Hurricane Eta is on track to be a catastrophic event in Central America – especially Nicaragua and Honduras. The slow-moving storm is going to pummel the eastern part of Nicaragua with vicious Category 4 winds and dump 2 to 3 feet of rain on the mountainous sections of both countries.

Even after Eta’s circulation gets shredded by the mountains, heavy rain will continue to fall. There is risk that the death toll will be staggeringly high.

About Friday, what’s left of Eta is forecast to move north into the Caribbean Sea south of Cuba. The atmospheric conditions there are expected to be supportive of a tropical storm redeveloping.

Whether it will be called Eta or Theta, the next letter in the Greek alphabet, is an open question. There are technical rules about names being carried over once the circulation gets disrupted. The National Hurricane Center will make the call based on what they are able to track of Eta’s original center.

While the new system is developing over the Caribbean, a sharp dip in the jet stream is forecast to move into the Gulf. The consensus of the afternoon computer forecast models is that that dip will scoop up the disturbance, whatever shape it’s in, and lift it toward South Florida.

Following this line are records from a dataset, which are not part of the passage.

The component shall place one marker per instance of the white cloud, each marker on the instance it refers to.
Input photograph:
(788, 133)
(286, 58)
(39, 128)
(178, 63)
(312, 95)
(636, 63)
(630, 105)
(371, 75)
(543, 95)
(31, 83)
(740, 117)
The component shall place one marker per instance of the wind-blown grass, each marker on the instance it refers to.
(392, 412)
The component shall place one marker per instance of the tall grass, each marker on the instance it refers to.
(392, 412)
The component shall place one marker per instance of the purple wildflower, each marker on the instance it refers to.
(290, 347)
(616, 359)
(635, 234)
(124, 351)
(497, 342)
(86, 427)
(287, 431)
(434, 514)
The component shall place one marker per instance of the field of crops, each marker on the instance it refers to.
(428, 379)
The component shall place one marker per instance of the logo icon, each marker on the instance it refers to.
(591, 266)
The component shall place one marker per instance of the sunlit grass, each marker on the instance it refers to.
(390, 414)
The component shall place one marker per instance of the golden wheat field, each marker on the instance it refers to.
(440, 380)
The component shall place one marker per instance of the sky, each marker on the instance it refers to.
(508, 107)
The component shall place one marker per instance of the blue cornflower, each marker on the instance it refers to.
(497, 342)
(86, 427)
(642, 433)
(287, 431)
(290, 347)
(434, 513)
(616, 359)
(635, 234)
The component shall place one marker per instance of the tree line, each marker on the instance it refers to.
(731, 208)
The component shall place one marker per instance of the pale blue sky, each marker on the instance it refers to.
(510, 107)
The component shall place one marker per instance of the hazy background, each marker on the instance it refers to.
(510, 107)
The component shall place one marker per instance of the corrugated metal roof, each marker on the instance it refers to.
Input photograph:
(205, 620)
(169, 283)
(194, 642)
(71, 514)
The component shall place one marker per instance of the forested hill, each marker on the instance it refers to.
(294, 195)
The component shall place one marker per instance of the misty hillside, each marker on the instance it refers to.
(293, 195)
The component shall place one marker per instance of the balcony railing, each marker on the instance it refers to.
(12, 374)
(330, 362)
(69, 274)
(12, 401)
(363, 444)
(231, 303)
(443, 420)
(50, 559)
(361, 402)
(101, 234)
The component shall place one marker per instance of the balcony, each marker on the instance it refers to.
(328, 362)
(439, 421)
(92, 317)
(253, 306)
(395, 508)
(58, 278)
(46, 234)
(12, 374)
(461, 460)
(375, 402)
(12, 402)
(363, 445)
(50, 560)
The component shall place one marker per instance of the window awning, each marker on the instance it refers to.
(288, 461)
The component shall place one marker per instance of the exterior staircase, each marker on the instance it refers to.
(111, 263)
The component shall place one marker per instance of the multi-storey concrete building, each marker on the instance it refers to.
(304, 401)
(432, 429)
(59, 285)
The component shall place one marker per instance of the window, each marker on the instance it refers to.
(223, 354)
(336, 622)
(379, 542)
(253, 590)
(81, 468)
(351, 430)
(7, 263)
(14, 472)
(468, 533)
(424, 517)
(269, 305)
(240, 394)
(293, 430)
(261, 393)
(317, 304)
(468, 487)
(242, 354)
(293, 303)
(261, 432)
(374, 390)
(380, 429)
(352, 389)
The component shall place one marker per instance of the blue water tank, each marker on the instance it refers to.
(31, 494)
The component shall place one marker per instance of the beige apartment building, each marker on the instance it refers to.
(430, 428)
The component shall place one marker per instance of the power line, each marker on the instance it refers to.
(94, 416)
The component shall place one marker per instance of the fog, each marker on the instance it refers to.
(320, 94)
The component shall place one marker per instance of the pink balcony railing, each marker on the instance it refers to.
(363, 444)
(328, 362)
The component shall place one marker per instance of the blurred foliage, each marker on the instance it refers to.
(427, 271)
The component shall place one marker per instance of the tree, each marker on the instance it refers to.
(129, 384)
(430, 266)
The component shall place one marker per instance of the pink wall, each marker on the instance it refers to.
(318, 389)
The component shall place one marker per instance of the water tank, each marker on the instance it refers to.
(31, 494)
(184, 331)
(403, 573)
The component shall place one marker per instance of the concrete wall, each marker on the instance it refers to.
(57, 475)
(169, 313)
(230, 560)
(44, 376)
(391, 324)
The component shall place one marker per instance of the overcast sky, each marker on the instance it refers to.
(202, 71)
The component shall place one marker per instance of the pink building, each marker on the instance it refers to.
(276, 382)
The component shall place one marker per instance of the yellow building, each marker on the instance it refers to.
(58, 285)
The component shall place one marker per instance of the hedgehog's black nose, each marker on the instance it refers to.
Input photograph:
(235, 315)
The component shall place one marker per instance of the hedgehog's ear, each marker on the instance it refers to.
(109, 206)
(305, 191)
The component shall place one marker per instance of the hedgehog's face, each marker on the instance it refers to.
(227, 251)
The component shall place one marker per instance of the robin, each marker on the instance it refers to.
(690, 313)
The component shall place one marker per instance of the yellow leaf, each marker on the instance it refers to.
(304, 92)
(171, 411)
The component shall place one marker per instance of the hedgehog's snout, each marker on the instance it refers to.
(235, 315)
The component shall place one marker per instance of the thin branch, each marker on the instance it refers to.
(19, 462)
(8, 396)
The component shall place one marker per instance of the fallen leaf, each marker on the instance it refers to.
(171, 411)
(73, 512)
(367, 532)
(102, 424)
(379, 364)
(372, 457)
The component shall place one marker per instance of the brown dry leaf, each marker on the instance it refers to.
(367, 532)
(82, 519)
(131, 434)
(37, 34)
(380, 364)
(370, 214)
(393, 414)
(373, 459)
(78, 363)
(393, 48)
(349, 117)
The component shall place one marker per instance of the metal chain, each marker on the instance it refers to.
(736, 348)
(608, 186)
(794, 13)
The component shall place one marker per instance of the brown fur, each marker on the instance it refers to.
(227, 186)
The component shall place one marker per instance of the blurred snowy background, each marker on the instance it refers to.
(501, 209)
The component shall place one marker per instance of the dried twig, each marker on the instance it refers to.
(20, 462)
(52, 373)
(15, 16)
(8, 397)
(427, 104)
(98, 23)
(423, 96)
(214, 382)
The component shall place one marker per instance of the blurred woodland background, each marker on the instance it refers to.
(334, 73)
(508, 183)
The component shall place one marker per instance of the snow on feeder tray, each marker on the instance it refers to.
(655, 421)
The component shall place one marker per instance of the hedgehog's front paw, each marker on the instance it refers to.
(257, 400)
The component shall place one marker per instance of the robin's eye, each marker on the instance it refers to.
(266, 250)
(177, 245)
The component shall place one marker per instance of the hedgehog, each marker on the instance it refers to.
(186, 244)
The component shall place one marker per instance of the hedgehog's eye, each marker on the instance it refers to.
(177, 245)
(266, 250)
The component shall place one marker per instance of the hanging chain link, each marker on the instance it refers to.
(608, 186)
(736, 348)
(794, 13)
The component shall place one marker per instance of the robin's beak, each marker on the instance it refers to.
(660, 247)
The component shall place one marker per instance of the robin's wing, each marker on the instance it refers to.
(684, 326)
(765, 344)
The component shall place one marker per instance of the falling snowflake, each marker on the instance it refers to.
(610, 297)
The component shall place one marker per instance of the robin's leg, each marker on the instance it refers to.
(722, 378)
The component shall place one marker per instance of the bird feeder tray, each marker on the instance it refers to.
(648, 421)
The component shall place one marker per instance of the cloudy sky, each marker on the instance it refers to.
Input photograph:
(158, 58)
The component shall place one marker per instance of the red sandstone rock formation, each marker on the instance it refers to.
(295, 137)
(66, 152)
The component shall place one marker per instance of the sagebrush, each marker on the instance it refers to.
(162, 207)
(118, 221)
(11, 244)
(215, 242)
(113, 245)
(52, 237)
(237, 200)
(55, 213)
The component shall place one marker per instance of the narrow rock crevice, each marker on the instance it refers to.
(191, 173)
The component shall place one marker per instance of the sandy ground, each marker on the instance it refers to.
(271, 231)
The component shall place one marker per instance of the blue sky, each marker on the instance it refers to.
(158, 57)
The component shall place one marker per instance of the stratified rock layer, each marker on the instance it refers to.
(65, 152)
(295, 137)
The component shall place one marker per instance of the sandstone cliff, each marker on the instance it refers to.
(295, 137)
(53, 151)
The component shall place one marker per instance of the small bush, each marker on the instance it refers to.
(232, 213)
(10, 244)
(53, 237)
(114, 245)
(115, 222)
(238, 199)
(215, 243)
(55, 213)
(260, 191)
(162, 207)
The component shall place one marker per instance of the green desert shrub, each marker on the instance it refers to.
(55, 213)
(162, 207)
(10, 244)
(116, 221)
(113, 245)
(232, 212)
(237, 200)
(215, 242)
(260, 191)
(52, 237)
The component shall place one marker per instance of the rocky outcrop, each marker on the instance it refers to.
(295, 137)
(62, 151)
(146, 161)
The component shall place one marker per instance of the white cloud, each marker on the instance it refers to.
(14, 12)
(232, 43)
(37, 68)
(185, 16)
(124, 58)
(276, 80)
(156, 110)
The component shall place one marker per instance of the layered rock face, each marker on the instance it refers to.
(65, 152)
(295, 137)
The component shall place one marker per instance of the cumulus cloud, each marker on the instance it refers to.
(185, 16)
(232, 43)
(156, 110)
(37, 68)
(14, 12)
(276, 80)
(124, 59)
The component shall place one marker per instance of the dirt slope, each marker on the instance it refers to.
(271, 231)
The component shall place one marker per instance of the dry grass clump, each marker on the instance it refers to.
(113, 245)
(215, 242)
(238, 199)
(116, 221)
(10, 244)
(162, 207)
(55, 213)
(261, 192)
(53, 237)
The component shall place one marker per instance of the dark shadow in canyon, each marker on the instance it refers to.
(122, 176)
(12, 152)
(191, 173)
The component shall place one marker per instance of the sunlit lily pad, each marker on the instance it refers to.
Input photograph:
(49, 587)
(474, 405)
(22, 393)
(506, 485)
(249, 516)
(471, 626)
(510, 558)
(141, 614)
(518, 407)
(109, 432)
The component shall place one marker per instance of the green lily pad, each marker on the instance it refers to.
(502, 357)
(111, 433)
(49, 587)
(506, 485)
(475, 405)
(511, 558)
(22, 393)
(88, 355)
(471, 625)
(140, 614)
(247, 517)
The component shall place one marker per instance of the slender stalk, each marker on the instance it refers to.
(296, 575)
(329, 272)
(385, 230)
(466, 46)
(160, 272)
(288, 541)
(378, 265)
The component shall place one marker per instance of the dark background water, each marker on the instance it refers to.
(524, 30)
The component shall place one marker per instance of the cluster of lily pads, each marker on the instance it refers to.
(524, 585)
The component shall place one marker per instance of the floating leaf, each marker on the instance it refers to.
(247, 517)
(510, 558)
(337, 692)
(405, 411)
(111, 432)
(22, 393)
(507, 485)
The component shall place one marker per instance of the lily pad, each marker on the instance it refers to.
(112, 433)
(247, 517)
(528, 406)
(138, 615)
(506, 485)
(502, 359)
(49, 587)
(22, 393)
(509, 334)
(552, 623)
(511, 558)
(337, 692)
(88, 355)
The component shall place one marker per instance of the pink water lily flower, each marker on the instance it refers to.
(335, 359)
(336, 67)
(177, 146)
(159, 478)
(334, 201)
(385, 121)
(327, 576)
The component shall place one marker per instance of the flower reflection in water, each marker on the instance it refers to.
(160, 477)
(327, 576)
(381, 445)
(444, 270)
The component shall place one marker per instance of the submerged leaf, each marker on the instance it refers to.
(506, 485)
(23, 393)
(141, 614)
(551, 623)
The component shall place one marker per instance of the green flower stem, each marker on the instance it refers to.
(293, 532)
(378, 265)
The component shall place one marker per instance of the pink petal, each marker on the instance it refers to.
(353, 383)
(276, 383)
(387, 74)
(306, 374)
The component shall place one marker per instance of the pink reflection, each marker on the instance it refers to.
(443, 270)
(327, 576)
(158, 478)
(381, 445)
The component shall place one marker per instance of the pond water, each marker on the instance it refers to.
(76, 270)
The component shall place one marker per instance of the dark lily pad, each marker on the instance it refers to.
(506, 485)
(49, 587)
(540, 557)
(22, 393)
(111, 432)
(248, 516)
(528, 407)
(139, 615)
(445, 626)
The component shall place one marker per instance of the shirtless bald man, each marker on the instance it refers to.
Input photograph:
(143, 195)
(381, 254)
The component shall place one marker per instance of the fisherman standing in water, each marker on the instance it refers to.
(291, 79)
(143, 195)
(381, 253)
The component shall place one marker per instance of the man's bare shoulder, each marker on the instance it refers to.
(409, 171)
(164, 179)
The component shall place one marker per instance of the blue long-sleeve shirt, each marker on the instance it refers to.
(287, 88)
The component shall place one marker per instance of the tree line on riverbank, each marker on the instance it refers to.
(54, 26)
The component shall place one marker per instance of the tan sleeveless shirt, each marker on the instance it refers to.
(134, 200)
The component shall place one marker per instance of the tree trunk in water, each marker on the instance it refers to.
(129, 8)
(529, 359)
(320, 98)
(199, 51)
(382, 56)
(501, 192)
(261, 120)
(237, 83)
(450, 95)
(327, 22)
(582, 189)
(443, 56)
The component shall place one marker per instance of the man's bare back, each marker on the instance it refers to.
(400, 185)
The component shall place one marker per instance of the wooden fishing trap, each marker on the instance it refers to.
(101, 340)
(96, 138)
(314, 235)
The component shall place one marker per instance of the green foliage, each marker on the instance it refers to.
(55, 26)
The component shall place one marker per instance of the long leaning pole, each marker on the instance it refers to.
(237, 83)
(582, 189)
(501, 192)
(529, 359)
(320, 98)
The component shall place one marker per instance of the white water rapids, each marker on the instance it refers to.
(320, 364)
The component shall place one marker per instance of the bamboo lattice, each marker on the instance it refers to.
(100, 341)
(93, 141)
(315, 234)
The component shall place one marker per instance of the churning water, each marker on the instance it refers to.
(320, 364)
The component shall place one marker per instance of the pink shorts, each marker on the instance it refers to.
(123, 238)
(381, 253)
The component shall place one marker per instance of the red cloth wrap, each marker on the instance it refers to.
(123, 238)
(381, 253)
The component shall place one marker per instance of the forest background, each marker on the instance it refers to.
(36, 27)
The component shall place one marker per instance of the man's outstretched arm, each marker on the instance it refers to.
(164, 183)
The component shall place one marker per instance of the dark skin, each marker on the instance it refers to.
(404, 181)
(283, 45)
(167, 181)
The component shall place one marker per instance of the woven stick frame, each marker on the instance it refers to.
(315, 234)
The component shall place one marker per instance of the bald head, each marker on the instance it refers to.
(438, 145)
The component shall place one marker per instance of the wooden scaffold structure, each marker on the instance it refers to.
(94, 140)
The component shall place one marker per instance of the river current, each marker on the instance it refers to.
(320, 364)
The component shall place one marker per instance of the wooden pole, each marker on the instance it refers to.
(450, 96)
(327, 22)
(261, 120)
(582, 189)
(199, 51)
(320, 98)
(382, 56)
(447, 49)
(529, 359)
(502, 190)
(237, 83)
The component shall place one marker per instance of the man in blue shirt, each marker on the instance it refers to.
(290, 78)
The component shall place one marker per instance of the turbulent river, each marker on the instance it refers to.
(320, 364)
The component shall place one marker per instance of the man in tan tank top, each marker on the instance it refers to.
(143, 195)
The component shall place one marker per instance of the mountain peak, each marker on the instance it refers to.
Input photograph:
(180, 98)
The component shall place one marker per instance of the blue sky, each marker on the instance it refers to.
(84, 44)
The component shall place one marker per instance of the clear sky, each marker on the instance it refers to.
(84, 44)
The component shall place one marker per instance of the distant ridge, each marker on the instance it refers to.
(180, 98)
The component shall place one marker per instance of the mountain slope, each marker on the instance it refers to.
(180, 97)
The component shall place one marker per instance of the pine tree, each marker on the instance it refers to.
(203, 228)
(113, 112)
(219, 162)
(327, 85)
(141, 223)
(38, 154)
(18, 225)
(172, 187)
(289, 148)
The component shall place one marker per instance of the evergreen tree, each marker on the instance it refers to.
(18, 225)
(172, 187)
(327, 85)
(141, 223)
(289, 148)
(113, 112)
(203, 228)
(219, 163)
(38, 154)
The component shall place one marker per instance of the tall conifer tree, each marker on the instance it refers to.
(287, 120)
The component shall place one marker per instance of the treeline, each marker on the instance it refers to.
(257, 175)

The National Hurricane Center has responded to these more aggressive projections by the models by forecasting the system to move north fairly quickly – putting it in the vicinity of South Florida on Sunday. But uncertainty abounds.

The dip in the jet stream that is forecast to pull the system north, is not expected to create an environment conducive for significant strengthening. In fact, the forecast weather pattern over South Florida late in the weekend appears to be more supportive of a wintertime-type low-pressure system forming – like a nor’easter.

As a result of these factors and more, the National Hurricane Center is forecasting a modest tropical storm moving north from Cuba – with a lot of acknowledged uncertainty in their forecast.

Recall the maxim: Forecasts for slow-moving or developing storms are almost always poor. This situation has that in spades.

For now, be ready for significant rainfall over the weekend, and a potentially disruptive storm on Sunday or Monday. There are many possibilities for the track and intensity when the storm is near Florida, so all we can do right now is to stay informed and be ready as the forecast becomes clearer.